3. MADDY
3
MADDY
Nature is crying, and tears are dropping from the sky.
It’s late evening. It’s raining. My living room has sunken into darkness, only lit up by the phone in my hand as I look through the pictures of Raven, Little, and I. The sandwich I made for myself two hours ago sits untouched on the coffee table.
Little called earlier and got upset when I told him Raven went to Port Mrei indefinitely. He didn’t believe me and demanded the truth. He is little but not stupid.
“Something happened to him, didn’t it, Maddy?”
I didn’t know what to tell him except, “Raven will come back soon.”
When you feed children lies long enough, they soon forget the hard truth. I learned that as a child.
I am in no condition to be around Little and feed him even more lies when I’m constantly on the verge of tears. Callie understands it. She said she’d keep him distracted for as many days as she could.

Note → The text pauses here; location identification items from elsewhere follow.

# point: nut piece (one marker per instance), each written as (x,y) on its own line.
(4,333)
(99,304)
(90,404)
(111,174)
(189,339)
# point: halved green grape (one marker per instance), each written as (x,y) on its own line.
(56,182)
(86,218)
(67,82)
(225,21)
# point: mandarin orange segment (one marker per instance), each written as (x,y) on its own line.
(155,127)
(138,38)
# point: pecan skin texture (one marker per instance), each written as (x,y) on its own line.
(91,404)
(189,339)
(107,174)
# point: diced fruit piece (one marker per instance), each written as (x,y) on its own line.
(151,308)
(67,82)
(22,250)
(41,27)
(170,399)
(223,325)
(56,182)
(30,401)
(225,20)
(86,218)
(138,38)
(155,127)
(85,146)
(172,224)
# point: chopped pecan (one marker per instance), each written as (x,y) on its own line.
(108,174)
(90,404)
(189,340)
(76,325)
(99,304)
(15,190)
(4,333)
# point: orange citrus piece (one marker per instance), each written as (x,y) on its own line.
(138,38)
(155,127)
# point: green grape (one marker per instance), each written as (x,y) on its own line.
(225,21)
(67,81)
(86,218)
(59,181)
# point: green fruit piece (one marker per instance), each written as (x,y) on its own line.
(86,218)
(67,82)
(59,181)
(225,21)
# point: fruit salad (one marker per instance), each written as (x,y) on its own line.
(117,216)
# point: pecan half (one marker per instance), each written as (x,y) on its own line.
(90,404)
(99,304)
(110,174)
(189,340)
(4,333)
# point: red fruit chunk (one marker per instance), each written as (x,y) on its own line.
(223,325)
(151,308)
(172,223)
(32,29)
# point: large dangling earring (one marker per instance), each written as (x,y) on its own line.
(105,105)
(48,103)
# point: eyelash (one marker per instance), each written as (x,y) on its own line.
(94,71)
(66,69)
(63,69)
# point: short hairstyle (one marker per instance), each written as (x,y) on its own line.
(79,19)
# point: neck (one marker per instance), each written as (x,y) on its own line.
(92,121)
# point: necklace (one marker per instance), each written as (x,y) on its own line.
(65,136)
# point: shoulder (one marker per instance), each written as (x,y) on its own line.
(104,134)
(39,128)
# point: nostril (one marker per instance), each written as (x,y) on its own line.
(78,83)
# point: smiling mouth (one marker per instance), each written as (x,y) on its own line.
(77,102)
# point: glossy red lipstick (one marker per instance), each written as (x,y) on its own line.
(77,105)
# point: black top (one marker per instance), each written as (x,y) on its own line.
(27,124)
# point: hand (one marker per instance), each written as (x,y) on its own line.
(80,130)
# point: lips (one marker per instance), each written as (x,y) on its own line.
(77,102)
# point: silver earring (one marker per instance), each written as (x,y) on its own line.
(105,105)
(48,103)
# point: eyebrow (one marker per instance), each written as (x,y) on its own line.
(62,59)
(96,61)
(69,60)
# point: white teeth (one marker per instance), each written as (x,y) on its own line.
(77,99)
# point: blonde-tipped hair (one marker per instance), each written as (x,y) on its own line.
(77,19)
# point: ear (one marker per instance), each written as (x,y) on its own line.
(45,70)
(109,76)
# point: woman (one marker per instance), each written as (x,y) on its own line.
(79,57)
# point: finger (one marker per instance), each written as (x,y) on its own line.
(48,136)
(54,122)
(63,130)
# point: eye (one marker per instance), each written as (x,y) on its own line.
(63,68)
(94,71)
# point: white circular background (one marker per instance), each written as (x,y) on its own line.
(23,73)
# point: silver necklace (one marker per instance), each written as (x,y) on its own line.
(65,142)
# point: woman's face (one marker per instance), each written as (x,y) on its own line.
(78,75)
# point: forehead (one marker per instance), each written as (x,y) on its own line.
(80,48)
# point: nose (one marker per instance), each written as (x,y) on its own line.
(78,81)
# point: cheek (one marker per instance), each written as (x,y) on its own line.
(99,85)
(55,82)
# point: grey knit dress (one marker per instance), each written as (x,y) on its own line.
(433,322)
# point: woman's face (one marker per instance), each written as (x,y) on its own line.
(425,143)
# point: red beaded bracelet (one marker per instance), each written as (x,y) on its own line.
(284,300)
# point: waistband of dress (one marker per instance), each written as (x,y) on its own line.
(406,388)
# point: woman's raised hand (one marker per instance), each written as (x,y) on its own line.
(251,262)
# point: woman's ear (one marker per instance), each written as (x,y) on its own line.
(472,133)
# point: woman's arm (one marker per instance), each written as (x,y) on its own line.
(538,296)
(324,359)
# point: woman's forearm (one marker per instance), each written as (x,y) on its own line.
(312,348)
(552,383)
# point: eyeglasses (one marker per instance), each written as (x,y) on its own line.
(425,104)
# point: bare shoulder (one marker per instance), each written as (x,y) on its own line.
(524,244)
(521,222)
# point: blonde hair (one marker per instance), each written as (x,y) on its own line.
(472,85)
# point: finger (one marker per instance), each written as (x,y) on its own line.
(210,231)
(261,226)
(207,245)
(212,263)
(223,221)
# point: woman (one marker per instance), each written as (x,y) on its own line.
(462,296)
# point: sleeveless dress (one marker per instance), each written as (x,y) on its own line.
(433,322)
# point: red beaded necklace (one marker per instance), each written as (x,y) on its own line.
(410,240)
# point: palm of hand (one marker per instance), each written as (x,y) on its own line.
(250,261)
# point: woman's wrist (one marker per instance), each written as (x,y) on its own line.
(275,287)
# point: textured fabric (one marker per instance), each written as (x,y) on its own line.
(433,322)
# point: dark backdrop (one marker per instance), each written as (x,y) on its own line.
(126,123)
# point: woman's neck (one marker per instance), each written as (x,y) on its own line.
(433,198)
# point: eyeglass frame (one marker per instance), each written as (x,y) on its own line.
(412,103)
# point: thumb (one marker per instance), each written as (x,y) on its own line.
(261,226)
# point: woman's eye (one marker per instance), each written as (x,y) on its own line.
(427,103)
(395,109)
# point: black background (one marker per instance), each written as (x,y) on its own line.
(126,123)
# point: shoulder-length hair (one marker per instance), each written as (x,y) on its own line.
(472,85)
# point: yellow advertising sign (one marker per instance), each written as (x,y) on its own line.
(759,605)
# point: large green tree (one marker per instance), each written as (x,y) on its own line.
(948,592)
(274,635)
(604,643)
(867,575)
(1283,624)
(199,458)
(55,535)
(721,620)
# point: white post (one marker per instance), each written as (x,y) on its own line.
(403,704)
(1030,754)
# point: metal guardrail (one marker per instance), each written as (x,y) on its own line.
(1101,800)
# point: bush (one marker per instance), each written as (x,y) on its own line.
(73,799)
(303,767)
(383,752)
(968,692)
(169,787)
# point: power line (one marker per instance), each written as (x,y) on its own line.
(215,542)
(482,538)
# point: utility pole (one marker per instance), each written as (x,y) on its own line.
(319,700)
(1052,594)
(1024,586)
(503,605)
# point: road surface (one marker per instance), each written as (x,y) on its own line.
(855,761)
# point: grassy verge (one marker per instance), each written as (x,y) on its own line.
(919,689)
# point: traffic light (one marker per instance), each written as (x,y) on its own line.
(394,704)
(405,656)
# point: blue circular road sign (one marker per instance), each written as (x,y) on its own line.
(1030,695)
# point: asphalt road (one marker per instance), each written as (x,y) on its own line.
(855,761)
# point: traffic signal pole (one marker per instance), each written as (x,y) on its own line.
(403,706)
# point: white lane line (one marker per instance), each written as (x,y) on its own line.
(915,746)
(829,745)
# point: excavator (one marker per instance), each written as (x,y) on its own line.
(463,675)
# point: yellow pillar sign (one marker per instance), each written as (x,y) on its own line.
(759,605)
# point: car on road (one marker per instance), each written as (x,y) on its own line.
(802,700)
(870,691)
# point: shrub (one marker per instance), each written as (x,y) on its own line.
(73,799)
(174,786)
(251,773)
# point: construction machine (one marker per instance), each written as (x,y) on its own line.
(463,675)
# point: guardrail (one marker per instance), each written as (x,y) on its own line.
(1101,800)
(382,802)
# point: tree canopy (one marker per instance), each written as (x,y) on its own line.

I sift through the pictures of Raven until the tears start coming again and won’t stop.
It was hard to explain to my dad what sort of relationship I had with Raven. It’s still hard to interpret it even to myself. The last night together changed our dynamics and promised so much in the future. An actual future. It filled me with hope and happiness that was snuffed out in minutes in the jungle. Not just snuffed out but sliced away. The last images of Raven, the chain, the blood, the violence, “Step away, beautiful girl,” are like a serrated knife slowly sawing my heart into pieces.
I cry until my chest hurts. It’s hard to breathe. Despite my friends and Dad and everyone’s phone calls and messages that I don’t answer, the knocks at the door I don’t reply to, I feel so lonely. The world feels empty without Raven. My chest is hollow. It’s extraordinary how one person can become your entire world in such a short time.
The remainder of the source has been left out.